For the following code fragment, what is the order of growth in terms of N?
int sum = 0;
for (int i = 1; i <= N; i = i*2)
for (int j = 1; j <= N; j = j*2)
for (int k = 1; k <= i; k++)
sum++;
I have figured that there is lgN term, but I am stuck on evaluating this part : lgN(1 + 4 + 8 + 16 + ....). What will the last term of the sequence be?

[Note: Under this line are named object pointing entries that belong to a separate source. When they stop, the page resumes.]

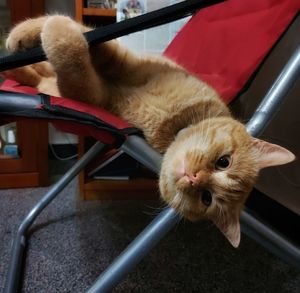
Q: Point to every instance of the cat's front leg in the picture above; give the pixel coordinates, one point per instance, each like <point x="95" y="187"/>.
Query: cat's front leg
<point x="68" y="52"/>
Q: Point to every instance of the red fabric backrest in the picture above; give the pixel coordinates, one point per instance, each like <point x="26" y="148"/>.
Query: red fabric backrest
<point x="225" y="43"/>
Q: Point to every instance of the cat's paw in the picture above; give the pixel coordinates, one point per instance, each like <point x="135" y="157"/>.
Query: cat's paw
<point x="25" y="35"/>
<point x="63" y="41"/>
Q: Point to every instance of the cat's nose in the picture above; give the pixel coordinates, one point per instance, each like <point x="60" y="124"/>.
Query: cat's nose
<point x="196" y="178"/>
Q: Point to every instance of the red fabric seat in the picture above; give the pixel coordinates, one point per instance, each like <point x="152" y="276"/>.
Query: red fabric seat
<point x="225" y="43"/>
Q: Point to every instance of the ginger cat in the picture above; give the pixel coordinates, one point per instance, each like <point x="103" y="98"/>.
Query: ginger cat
<point x="210" y="162"/>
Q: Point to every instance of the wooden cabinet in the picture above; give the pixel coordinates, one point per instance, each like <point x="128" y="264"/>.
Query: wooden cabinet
<point x="31" y="168"/>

I need the last term to calculate the sum.
You have a geometric progression in your outer loops, so there is a closed form for the sum of which you want to take the log:
1 + 2 + 4 + ... + 2^N = 2^(N+1) - 1
To be precise, your sum is
1 + ... + 2^(floor(ld(N))
with ld
denoting the logarithm to base 2.
The outer two loops are independent from each other, while the innermost loop only depends on i
. There is a single operation (increment) in the innermost loop, which means that the number of visits to the innermost loop equals the summation result.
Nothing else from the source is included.